Files
pricing/electricity_price_predictor

Electricity Price Predictor

Standalone module for ENTSO-E ingestion and feature-store creation in quant_db.

Documentation

  • High-level architecture: docs/architecture.md
  • Detailed developer documentation (file-by-file + UML): docs/developer_guide.md

What it builds

  • Input columns:
    • day_ahead_price
    • load_forecast
    • wind_forecast
    • solar_forecast
  • Derived columns:
    • residual_load
    • lagged_price (t-1 ... t-24, stored as array length 24)
    • lagged_residual_load (t-1 ... t-24, stored as array length 24)
    • hour_of_day_sin, hour_of_day_cos
    • weekday_sin, weekday_cos
    • month_sin, month_cos

Column units (data dictionary)

All timestamps are hourly and stored in UTC (delivery_start).

  • day_ahead_price
    • Unit: EUR/MWh (euros per megawatt-hour).
  • load_forecast
    • Unit: MW (megawatts).
  • wind_forecast
    • Unit: MW (megawatts).
  • solar_forecast
    • Unit: MW (megawatts).
  • residual_load = load_forecast - wind_forecast - solar_forecast
    • Unit: MW (megawatts).
  • lagged_price (array of 24 values for t-1..t-24)
    • Unit: EUR/MWh.
  • lagged_residual_load (array of 24 values for t-1..t-24)
    • Unit: MW.
  • hour_of_day_sin, hour_of_day_cos
    • Unit: dimensionless in [-1, 1].
  • weekday_sin, weekday_cos
    • Unit: dimensionless in [-1, 1].
  • month_sin, month_cos
    • Unit: dimensionless in [-1, 1].

Missing-data semantics

The pipeline intentionally distinguishes missing from measured zero:

  • Forecast columns (load_forecast, wind_forecast, solar_forecast) remain NaN when ENTSO-E has no value.
  • residual_load is computed directly from source columns and remains NaN when any source component is missing.
  • Feature engineering drops rows only for lag warmup requirements (day_ahead_price and lagged_price_1..24), not for every nullable forecast column.
  • During DB persistence to electricity_price_features, rows with nulls in NOT NULL core columns are skipped (to satisfy schema constraints) while still being available in the returned in-memory DataFrame.

Data contracts

In-memory contract (run_feature_pipeline(...) return value)

  • Index:
    • Type: timezone-aware DatetimeIndex
    • Granularity: hourly
    • Timezone: UTC
    • Uniqueness: unique timestamps expected
  • Columns:
    • Base signals: day_ahead_price, load_forecast, wind_forecast, solar_forecast
    • Derived: residual_load
    • Lag vectors (expanded): lagged_price_1..24, lagged_residual_load_1..24
    • Cyclical: hour_of_day_sin, hour_of_day_cos, weekday_sin, weekday_cos, month_sin, month_cos
  • Nullability:
    • day_ahead_price: required for returned rows.
    • lagged_price_1..24: required for returned rows.
    • load_forecast, wind_forecast, solar_forecast, residual_load, and lagged_residual_load_*: nullable (NaN allowed).

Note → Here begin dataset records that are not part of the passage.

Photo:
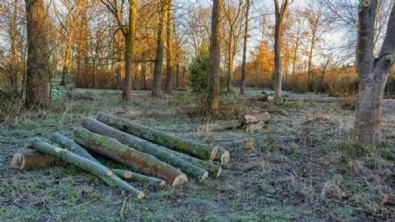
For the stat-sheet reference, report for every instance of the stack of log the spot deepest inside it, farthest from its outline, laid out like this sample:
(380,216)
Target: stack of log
(151,156)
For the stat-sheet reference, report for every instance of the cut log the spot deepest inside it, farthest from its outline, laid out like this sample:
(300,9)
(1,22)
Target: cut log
(182,145)
(132,176)
(219,126)
(222,156)
(130,157)
(94,168)
(388,200)
(31,160)
(69,144)
(253,119)
(213,169)
(256,127)
(145,147)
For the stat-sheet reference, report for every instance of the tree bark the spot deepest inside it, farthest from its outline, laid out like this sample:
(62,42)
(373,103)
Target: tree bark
(140,178)
(372,73)
(222,156)
(213,169)
(129,50)
(31,160)
(145,147)
(130,157)
(199,150)
(94,168)
(169,50)
(69,144)
(244,63)
(38,64)
(215,57)
(279,14)
(156,84)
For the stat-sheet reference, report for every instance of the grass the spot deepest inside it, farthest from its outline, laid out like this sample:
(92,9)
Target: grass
(302,167)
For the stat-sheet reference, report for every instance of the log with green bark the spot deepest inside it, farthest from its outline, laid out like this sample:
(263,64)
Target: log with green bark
(67,143)
(130,157)
(179,144)
(145,147)
(222,156)
(31,159)
(93,167)
(141,178)
(213,169)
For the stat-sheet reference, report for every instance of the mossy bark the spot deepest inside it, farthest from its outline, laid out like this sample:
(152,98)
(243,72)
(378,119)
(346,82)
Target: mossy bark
(140,178)
(145,147)
(93,167)
(69,144)
(222,156)
(31,159)
(193,148)
(213,169)
(135,159)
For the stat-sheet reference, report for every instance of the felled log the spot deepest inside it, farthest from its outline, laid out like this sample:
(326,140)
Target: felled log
(213,169)
(69,144)
(222,156)
(135,159)
(388,200)
(145,147)
(219,126)
(256,127)
(94,168)
(132,176)
(193,148)
(253,119)
(31,160)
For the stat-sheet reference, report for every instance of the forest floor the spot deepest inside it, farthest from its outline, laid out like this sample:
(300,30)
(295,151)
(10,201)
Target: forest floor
(303,167)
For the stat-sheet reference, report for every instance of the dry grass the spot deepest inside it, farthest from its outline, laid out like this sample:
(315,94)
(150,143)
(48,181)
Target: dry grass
(302,166)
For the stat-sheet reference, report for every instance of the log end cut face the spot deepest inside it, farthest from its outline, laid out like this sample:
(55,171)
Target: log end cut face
(225,158)
(140,195)
(180,180)
(18,162)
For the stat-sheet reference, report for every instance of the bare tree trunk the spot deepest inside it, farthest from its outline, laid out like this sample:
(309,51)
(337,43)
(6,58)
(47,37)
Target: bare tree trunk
(215,57)
(66,64)
(277,81)
(310,81)
(38,64)
(169,53)
(372,73)
(244,63)
(156,85)
(129,51)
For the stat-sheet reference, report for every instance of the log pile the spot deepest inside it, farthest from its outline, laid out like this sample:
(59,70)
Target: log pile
(149,156)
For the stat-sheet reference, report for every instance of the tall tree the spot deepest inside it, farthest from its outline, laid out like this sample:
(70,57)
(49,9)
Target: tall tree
(38,64)
(317,27)
(244,62)
(215,57)
(169,49)
(128,31)
(156,85)
(233,27)
(280,10)
(372,72)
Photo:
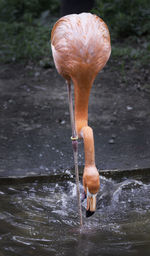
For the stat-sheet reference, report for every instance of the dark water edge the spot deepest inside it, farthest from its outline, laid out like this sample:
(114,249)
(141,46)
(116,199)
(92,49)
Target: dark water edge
(39,217)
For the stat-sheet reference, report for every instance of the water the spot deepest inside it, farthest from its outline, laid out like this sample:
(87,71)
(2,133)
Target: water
(40,218)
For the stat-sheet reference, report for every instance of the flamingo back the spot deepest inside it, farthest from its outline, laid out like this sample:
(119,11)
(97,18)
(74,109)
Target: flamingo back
(80,45)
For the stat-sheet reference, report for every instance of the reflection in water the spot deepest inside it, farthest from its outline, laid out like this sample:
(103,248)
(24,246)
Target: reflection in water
(41,219)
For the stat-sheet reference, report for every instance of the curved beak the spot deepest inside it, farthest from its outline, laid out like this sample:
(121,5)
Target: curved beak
(91,204)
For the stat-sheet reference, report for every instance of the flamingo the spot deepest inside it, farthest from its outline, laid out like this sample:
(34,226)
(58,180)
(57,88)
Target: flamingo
(81,47)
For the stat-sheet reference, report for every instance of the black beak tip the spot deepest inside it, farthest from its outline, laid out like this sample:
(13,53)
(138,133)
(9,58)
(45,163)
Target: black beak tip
(89,213)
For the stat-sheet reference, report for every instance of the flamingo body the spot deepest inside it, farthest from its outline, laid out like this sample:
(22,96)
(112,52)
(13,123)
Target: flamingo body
(81,47)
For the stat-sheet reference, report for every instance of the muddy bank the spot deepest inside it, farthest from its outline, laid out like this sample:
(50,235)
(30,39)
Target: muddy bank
(35,127)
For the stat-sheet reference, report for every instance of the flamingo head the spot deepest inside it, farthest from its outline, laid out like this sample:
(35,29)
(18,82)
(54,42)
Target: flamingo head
(91,185)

Persistence contract (electricity_price_features)

  • Persisted row key:
    • (country_code, delivery_start, feature_version)
  • NOT NULL core columns in schema:
    • day_ahead_price, load_forecast, wind_forecast, solar_forecast, residual_load
    • lagged_price, lagged_residual_load
    • cyclical columns (hour_of_day_*, weekday_*, month_*)
  • Write behavior:
    • The persistence layer filters out non-conforming rows (nulls in NOT NULL core columns) before UPSERT.
    • Persisted lag arrays are fixed length 24 and map to t-1..t-24.

Raw observations contract (electricity_market_observations)

  • Indexing/key semantics:
    • one row per (country_code, delivery_start)
  • Update semantics:
    • partial refreshes do not overwrite existing non-null values with nulls (COALESCE merge policy)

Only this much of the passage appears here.